Even on the assignment that I am doing in this current session, I cannot stress how reliant I am to a marking guideline. I need to make sure that what I am producing is inline to what the marker wants to see. The marks have spoken themselves to say how successful I am in doing so, but I wonder what is it that I am learning. Being in uni for about 3 years, doing approximately 8 subjects a year, I can count with my fingers how many subjects support deep learning approach. These subjects are excellent and useful, the knowledge I gain is for my life, but unfortunately they are so hard to find. There are not many of great lecturers to conduct subjects like those ((To name almost everyone at the time I was at university: Richard Buckland from Computer Science and Engineering, Bruce Gordon from Business Law and Dubravka Cecez-Kecmanovic from Information System.)).
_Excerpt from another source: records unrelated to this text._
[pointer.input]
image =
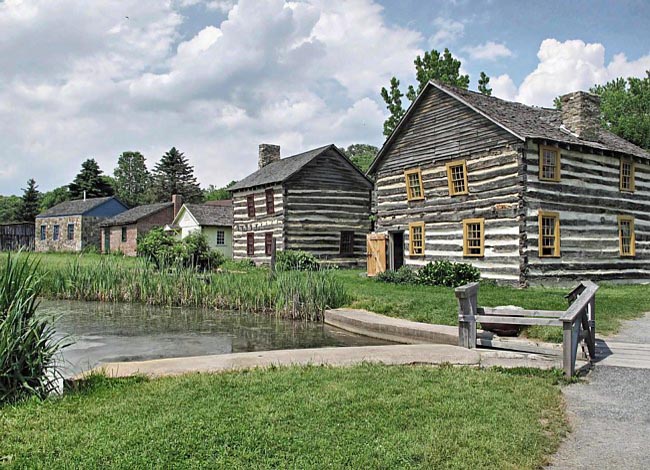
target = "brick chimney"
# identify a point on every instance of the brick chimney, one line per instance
(268, 154)
(581, 114)
(177, 200)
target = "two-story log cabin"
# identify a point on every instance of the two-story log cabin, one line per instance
(526, 194)
(317, 201)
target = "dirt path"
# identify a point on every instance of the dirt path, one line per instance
(610, 411)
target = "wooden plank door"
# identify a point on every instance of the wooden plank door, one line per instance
(376, 244)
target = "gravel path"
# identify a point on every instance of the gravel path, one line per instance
(610, 413)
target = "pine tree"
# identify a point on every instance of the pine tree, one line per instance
(174, 175)
(31, 199)
(91, 180)
(132, 179)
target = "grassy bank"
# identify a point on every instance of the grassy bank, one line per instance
(314, 417)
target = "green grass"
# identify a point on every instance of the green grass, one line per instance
(298, 417)
(614, 302)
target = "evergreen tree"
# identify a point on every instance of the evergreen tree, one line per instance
(174, 175)
(484, 84)
(30, 204)
(132, 179)
(91, 180)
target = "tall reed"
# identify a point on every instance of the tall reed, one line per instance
(298, 295)
(27, 344)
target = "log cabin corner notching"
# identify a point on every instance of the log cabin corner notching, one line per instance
(526, 194)
(316, 201)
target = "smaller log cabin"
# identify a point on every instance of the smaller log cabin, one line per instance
(528, 195)
(317, 201)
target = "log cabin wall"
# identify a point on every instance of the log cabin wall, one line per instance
(588, 200)
(443, 130)
(259, 225)
(327, 197)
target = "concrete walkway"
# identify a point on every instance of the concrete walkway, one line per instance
(609, 411)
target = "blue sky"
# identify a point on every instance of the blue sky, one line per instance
(217, 77)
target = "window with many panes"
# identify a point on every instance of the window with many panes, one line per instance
(457, 178)
(549, 234)
(414, 188)
(270, 203)
(416, 239)
(250, 205)
(626, 241)
(268, 243)
(627, 175)
(473, 237)
(250, 244)
(346, 246)
(549, 163)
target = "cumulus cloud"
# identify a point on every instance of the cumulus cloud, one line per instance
(88, 82)
(489, 51)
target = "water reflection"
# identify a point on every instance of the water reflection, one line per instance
(105, 332)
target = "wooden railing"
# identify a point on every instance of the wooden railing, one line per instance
(578, 322)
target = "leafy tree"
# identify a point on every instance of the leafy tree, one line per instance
(174, 175)
(444, 68)
(484, 84)
(54, 197)
(91, 180)
(132, 179)
(213, 193)
(361, 155)
(10, 209)
(625, 108)
(31, 200)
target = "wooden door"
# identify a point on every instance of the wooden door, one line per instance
(376, 243)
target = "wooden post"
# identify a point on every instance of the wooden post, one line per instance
(467, 296)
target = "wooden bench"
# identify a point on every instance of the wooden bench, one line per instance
(578, 322)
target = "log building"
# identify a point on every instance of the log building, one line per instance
(316, 201)
(526, 194)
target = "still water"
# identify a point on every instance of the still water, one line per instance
(106, 332)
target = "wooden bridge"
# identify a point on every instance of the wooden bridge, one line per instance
(578, 323)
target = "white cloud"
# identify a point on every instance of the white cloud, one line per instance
(448, 32)
(574, 65)
(88, 82)
(489, 51)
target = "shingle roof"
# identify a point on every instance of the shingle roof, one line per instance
(280, 170)
(211, 215)
(133, 215)
(538, 123)
(77, 207)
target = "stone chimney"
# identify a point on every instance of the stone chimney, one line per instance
(581, 114)
(268, 153)
(177, 200)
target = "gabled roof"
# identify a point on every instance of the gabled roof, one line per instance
(133, 215)
(522, 121)
(208, 214)
(77, 207)
(283, 169)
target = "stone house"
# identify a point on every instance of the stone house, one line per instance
(74, 225)
(528, 195)
(212, 219)
(120, 233)
(317, 201)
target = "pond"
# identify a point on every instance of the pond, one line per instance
(107, 332)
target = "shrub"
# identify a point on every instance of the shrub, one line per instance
(27, 344)
(448, 274)
(290, 260)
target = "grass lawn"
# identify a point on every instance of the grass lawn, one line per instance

To be called an effective teacher, one will have to be able to measure the knowledge gained by the students objectively. This is by default inconsistent with concept #6: learning as changing a person. It takes too much time and it is extremely complicated to measure changes in students’ life individually and then compare each of them to each other. Those changes may not be able to be measured then, and one can’t even put any time frame of when it can be measured because each student is different. Great teachers with students’ achieving low marks in knowledge reproducing activities may be seen as incompetent teachers where as in fact they have changed the students’ view in life through their teaching. Sad eh?

I will be interested to hear what you think about your own concepts of learning and also your view of the education systems you have gone through. Have you learned useful knowledge for your life through the system or was it all just about exams?